お風呂

 

 

 

 

 


ピンチだ。
非情にピンチだ。

そもそもこうなったのは、2人が新婚だからで・・・・いやアスランが珍しく強引だったからであって、
別に嫌だなんて思ってはないし、いつかこうなることだって予測できた。
けれど、けれど・・・・・

 

ど、どういう顔して入ればいいんだよぉぉ!!!

 

バスルームの脱衣所で白いバスタオル一枚身にまとって右往左往。
まるでドラマでよくやる子供が生まれるのを今か今かと待つ父親だ。
子供は居ないが今、バスルームには夫、がいる。

夫という単語に、ただでさえ混乱中の脳内は湯気を噴出すんじゃないかと思うほどに沸騰してしまう。

 

いっしょにお風呂


今までだって何度か、・・・・・・・いや何度もそれとなく誘われたことはある。
そのたびに知恵の少ない頭の中を必死に動かして切りぬけてきたのだ。
今回だってうまくやれるつもりだった。

 

それなのに、
「・・・・・・・・・・もう、いいよ。

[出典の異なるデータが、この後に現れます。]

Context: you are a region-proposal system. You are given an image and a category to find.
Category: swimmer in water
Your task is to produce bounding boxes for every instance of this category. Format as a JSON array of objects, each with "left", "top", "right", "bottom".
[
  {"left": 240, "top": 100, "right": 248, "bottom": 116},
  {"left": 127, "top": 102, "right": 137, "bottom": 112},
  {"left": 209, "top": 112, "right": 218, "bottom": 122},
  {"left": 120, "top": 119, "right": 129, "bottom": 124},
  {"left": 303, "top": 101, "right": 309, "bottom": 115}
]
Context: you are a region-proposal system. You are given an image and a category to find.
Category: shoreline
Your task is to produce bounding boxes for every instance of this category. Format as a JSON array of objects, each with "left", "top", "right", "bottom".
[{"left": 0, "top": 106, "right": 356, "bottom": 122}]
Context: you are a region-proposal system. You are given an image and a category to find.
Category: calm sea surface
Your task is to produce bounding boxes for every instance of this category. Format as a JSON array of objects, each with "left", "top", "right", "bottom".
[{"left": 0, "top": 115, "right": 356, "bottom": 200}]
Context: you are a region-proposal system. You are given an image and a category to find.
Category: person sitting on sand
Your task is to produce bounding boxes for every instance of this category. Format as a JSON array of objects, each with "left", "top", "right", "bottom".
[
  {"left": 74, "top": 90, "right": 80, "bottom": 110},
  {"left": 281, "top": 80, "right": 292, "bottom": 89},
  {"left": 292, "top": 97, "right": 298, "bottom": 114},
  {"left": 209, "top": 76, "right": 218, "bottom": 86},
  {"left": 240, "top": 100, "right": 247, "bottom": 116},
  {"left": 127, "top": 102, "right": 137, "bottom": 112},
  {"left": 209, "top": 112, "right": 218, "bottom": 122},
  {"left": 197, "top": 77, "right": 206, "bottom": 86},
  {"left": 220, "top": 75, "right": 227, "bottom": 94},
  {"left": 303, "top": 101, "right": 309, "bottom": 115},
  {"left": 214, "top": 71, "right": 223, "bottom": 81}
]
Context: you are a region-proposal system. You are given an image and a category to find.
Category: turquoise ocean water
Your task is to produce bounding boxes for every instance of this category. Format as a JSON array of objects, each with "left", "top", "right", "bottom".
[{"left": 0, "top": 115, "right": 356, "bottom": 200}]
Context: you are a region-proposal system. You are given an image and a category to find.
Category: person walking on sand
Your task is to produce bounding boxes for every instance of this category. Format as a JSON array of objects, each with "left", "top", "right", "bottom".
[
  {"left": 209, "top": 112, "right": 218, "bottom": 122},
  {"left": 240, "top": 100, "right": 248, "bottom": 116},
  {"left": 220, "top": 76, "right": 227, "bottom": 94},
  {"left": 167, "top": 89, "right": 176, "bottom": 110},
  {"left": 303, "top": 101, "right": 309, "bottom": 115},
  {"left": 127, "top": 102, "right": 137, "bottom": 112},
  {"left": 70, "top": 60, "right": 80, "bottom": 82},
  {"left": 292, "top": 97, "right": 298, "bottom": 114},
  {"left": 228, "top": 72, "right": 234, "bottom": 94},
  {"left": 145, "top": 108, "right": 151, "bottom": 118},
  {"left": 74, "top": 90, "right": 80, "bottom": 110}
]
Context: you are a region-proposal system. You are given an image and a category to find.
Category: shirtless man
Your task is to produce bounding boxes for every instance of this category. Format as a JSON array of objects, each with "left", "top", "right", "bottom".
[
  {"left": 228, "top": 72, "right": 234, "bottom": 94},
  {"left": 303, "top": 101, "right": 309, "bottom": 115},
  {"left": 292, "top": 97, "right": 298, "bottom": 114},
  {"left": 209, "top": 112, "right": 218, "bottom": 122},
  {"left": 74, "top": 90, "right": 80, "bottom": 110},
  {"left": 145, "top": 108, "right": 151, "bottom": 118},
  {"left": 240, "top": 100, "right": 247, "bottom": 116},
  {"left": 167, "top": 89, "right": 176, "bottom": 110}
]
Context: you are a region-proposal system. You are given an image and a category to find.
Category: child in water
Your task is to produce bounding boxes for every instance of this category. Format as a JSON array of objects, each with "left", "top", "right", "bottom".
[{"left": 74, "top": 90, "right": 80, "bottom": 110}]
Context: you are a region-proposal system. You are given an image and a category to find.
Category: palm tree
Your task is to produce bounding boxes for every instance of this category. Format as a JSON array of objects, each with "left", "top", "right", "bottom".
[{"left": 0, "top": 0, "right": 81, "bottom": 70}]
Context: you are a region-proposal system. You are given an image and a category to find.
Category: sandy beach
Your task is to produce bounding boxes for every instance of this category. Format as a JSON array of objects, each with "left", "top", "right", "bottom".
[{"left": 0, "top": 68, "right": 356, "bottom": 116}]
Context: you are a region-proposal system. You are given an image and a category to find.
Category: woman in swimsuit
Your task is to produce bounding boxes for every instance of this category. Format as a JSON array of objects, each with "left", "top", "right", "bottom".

・・・・カガリは俺とは入りたくないのか」
なんて言いながら、しょげた後姿があまりにも可哀想で、切なくて、
「そんなわけないだろう!・・・入ってやる!!」
なんて甘さを見せてしまったせいでこうなってしまった。
「えぇぇ!!??」
誘った本人がそんなに驚いてどうする、とツッコんでおけばよかったと今後悔している。
もちろん、風呂場では「しない」という約束をとりつけはしたが。

 

いっしょにお風呂に入る、
結婚した人間なら必ずや通る道なのだろうか?それとも恋人時代からの試練なのか。

結婚する前まで2人にはキス以上のことなんてなかったし、
そんな恋人時代の中でお風呂に入るなんて言葉が思いつくはずもない。
いっそのこと、もっと前から経験しておけばこんなに恥ずかしがることもなかったはずだ。
夫婦になって、もう自分の身体の全てを捧げて全てを知られているというのに、
今更恥ずかしがることなんてあるはずないのに・・・・。

「そ、そうだよな・・・!恥ずかしくないさ!」

大きな声で自分に言い聞かせる。
自分のよいところは、怖いことから逃げ出さないこと。
怖いと言うより今は、あまりの緊張で頭が混乱してるだけかもしれないが・・・。

「・・・うん!人生はチャレンジだ!!」

もう1度大声を張り上げて、カガリは自分自信の意気を高めた。

 

 

 

 

バスルームの扉に手をかける。
1度ぎゅと目を瞑ってから大きく深呼吸して、がらりと開けた。
白い湯気がカガリの視界を覆った。むわっとした湯気が眩暈を誘う。
ただでさえ、もうすでに自分の頭は沸騰中。決意は今にも崩れ落ちそうなくらい。
「お、お、おまたせ・・・っ」
口からでた言葉はこの空間ではよく響く。
うるさいほどに鳴り響く心臓の音までこの中では響きそうで、カガリは思わず一瞬だけ息を止めた。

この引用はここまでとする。